In the implementation of this strategy, I started with four potential precursor languages, as follows:

* Finnish as written around 1548 (as represented by Uusi Testamentti (The New Testament)
* Early New High German as written around 1401 (as represented by von Tepl's Der Ackerman aus Böhmen)
* Italian as written around 1308-21 (as represented by Dante's La Divina Commedia)
* Italian as written prior to 1400 (as represented by the OVI corpus, or Opera del Vocabolario Italiano),

and with thirty-seven alternative transliterations of the Voynich manuscript, which I numbered from v101④ to v202.

I was able quickly to exclude Finnish, in which {8am} and its variants in most cases mapped only to strings of consonants.

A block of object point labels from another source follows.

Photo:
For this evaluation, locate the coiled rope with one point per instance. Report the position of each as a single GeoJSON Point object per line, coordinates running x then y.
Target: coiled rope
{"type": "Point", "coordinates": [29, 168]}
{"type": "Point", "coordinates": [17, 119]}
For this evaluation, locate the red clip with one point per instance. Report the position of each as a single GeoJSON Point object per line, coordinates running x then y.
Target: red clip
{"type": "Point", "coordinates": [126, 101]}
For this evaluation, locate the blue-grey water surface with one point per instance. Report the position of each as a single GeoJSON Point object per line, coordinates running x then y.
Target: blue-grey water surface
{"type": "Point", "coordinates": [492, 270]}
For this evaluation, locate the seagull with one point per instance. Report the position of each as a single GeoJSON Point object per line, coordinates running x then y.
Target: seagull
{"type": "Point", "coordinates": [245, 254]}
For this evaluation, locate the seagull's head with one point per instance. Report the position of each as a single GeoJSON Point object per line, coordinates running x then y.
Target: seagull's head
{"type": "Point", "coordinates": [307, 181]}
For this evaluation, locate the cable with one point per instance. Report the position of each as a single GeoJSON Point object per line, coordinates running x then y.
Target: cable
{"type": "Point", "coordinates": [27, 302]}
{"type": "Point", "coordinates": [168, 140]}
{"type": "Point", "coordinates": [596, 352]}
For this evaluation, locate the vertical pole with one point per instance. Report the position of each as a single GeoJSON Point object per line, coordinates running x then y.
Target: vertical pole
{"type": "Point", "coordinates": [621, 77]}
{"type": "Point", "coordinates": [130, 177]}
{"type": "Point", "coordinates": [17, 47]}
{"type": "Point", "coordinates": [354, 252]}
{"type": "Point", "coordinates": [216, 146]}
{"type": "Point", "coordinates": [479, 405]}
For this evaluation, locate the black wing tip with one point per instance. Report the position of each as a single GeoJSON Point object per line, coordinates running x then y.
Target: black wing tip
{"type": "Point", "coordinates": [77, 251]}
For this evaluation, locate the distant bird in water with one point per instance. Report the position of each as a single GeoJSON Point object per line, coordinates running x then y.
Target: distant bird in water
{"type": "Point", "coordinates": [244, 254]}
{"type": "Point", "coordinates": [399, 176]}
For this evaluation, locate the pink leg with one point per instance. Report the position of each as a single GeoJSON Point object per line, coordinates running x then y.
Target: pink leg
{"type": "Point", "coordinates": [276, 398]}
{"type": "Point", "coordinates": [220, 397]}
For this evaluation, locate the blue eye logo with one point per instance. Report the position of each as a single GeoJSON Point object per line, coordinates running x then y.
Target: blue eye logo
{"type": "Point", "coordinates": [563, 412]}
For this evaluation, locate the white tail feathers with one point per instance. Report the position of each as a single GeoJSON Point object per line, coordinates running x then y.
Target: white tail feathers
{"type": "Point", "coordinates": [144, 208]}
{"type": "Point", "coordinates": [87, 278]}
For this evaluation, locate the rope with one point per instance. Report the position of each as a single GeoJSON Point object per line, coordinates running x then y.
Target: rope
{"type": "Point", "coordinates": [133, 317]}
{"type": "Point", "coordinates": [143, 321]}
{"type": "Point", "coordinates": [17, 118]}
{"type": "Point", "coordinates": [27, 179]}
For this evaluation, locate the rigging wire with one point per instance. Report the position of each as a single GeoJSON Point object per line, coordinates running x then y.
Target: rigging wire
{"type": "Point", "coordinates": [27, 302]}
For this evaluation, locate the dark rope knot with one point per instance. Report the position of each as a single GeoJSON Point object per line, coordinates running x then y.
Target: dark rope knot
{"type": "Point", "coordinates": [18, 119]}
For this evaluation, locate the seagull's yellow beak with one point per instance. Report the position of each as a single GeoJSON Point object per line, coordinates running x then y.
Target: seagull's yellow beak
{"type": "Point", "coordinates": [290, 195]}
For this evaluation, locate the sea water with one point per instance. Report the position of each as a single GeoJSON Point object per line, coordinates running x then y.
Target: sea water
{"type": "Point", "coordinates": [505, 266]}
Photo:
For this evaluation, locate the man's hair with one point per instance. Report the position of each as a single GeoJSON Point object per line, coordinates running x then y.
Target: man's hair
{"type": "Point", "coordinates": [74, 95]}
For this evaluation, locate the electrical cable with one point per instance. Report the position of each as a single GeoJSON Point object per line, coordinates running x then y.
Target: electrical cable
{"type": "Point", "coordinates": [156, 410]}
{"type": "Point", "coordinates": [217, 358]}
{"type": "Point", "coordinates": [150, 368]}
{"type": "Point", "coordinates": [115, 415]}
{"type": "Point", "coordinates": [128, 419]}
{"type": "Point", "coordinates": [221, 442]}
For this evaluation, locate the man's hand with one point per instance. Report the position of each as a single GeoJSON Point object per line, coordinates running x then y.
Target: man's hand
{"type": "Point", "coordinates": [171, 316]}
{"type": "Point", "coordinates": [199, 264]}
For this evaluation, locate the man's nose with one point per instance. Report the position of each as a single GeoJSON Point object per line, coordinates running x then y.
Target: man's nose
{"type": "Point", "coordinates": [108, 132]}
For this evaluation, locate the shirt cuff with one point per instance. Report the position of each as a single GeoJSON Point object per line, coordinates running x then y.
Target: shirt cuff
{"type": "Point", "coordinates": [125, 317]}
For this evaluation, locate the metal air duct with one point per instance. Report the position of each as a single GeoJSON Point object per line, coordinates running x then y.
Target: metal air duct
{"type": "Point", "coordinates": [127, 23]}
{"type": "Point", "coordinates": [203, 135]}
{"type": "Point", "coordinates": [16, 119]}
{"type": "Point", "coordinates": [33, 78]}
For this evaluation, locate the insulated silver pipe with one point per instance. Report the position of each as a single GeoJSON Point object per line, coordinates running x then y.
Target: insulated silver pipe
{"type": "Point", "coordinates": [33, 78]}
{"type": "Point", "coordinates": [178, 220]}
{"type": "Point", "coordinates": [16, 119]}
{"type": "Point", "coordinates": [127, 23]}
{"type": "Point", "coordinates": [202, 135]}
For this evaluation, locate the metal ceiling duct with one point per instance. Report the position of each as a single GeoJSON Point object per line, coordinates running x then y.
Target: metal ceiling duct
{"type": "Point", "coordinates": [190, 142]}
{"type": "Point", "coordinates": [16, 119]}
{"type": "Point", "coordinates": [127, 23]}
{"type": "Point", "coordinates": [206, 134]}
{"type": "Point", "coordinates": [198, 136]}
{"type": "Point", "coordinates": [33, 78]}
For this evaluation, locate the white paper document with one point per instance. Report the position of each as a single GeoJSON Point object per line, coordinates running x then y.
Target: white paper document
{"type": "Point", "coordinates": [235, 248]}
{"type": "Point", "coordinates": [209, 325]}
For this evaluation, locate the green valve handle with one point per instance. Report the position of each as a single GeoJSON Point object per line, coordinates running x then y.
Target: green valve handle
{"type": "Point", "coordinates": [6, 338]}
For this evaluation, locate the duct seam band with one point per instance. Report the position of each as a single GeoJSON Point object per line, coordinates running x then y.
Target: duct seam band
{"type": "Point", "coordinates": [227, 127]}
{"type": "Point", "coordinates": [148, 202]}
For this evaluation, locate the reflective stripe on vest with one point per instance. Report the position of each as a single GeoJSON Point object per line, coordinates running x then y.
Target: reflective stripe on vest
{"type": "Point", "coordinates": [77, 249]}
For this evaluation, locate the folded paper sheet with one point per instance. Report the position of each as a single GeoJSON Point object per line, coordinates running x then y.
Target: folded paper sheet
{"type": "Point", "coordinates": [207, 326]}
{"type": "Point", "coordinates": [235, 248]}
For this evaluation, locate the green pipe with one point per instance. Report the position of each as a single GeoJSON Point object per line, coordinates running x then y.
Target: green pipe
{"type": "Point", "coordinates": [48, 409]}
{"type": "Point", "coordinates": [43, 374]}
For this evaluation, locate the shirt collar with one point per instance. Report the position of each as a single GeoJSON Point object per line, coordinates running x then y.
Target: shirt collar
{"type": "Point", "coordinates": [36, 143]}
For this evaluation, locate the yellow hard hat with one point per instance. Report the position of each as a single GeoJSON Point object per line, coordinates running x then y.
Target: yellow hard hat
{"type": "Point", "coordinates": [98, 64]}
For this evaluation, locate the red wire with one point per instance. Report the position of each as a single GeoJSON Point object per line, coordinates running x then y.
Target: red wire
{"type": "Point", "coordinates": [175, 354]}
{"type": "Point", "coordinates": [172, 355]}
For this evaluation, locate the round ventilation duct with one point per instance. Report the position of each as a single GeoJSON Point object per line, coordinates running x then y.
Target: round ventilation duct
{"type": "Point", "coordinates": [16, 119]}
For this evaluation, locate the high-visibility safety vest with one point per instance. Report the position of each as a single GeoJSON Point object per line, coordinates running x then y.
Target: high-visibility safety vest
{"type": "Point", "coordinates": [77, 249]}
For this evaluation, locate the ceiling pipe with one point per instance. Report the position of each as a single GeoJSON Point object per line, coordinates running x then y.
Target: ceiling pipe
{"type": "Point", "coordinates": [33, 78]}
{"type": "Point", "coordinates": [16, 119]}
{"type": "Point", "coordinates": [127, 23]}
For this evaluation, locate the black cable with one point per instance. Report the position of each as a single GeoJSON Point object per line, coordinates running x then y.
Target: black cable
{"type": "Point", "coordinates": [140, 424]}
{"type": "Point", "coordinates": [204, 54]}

The mappings to German yielded many strings of letters which included the vowel “u”, but none of these strings, nor any of their anagrams, was a real word. The mappings to Italian, on the basis of the letter frequencies in La Divina Commedia, yielded only the words “don” (1,241 occurrences in the OVI corpus) and “mond” (106 occurrences in OVI), plus a few rare words.

The most encouraging result came from the mappings to Italian using the letter frequencies in OVI. These frequencies are only slightly different from those in La Divina Commedia, but are based on a much larger corpus of text.

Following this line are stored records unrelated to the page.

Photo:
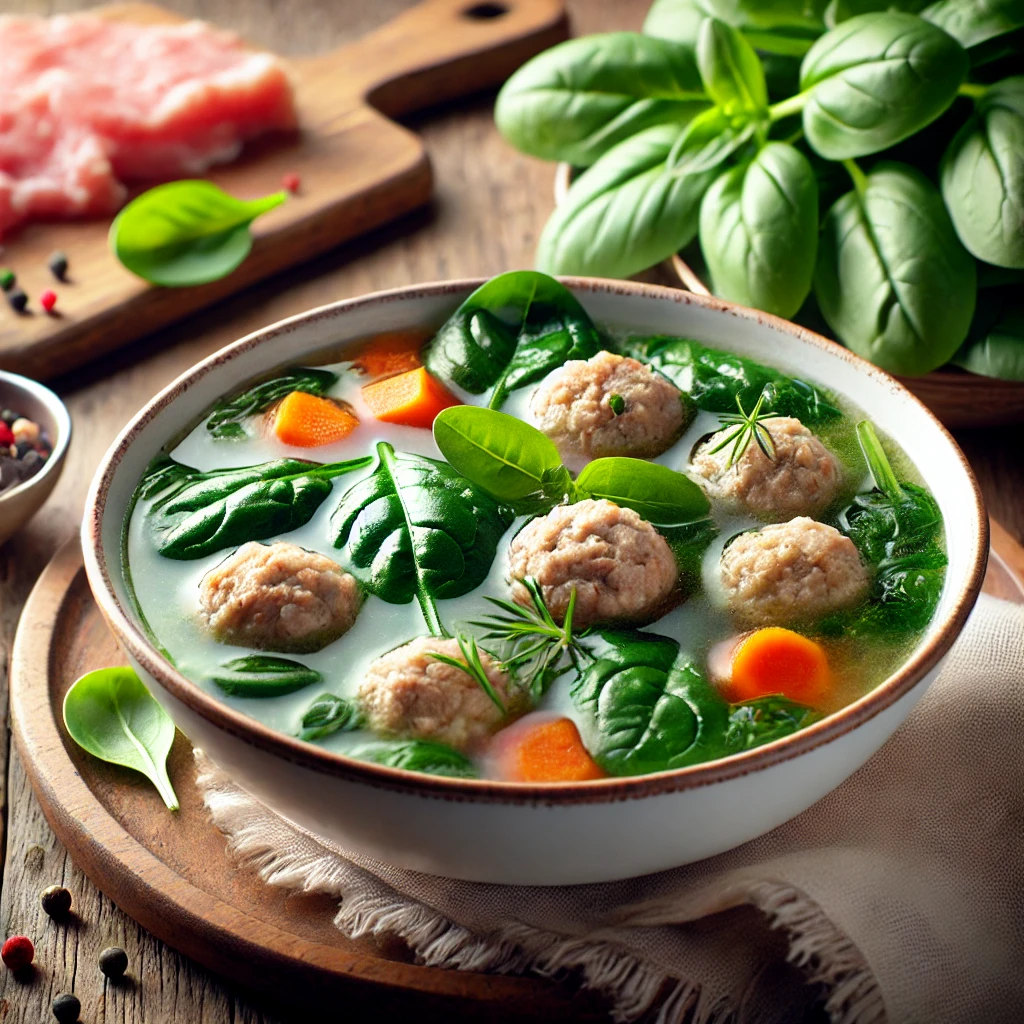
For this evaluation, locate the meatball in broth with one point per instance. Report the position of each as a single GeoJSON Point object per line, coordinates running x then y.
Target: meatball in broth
{"type": "Point", "coordinates": [622, 568]}
{"type": "Point", "coordinates": [803, 477]}
{"type": "Point", "coordinates": [609, 406]}
{"type": "Point", "coordinates": [279, 597]}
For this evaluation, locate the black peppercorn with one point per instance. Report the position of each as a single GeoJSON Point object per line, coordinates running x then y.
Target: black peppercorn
{"type": "Point", "coordinates": [114, 962]}
{"type": "Point", "coordinates": [56, 901]}
{"type": "Point", "coordinates": [67, 1008]}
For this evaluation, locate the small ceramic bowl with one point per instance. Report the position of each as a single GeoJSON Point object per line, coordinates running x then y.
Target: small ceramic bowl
{"type": "Point", "coordinates": [554, 834]}
{"type": "Point", "coordinates": [20, 503]}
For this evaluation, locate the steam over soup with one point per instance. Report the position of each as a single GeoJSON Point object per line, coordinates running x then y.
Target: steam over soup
{"type": "Point", "coordinates": [535, 549]}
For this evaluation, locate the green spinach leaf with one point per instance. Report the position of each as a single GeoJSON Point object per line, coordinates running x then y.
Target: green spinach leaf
{"type": "Point", "coordinates": [186, 232]}
{"type": "Point", "coordinates": [893, 280]}
{"type": "Point", "coordinates": [195, 514]}
{"type": "Point", "coordinates": [509, 333]}
{"type": "Point", "coordinates": [111, 714]}
{"type": "Point", "coordinates": [414, 527]}
{"type": "Point", "coordinates": [759, 230]}
{"type": "Point", "coordinates": [580, 98]}
{"type": "Point", "coordinates": [229, 414]}
{"type": "Point", "coordinates": [876, 80]}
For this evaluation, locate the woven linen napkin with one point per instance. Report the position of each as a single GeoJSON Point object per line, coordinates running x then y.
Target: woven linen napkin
{"type": "Point", "coordinates": [899, 897]}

In eighteen of the thirty-seven transliterations, the “word” {8am} mapped to the letter string “noc” or “onc”; and in four transliterations, to the letter string “roc”. None of these strings is a word in Italian, at least not in OVI. But “roc” can be re-ordered as “cor”, a real word which occurs 4,436 times in OVI, and is the old form of “cuore” (in English, “heart”). Better still, “noc” and “ocn” can be re-ordered in only one way as a real Italian word. That word is “con”, which occurs 135,186 times in OVI and translates to English as “with”.


A series of mappings of [8am} from various transliterations of the Voynich manuscript to medieval Italian, as represented by the OVI corpus. Author's analysis. H1 = “herbal” section, parts A and B. D1 = Scribe 1 (per Dr Lisa Fagin Davis). RSQ = correlation coefficient between glyph and letter frequencies. AFD = average absolute difference between glyph and letter frequencies.

Next steps

None of this means that Italian is necessarily or even probably a precursor language of the Voynich manuscript. To my mind, however, it suggests that a systematic process exists whereby, with a minimum of subjectivity, we can rank and prioritise transliterations and precursor languages. If one transliteration and one language emerge from the pack, yielding more real words than others, we can focus on that transliteration and that language.

At present I am working on mappings of {8am} to Albanian, Bohemian, English, French, Galician-Portuguese and Latin, each language represented by an appropriate medieval corpus or document. These tests may, or may not, generate more common words than the Italian "con".

The next step would be to map some other ubiquitous “words” in the Voynich manuscript, such as {oe} and {am}; and to see whether we can make some more real words in the target language. If several common Voynich “words” can be mapped to real words in some language, we might venture onwards, to mappings of whole lines. Those mappings would have to make sense.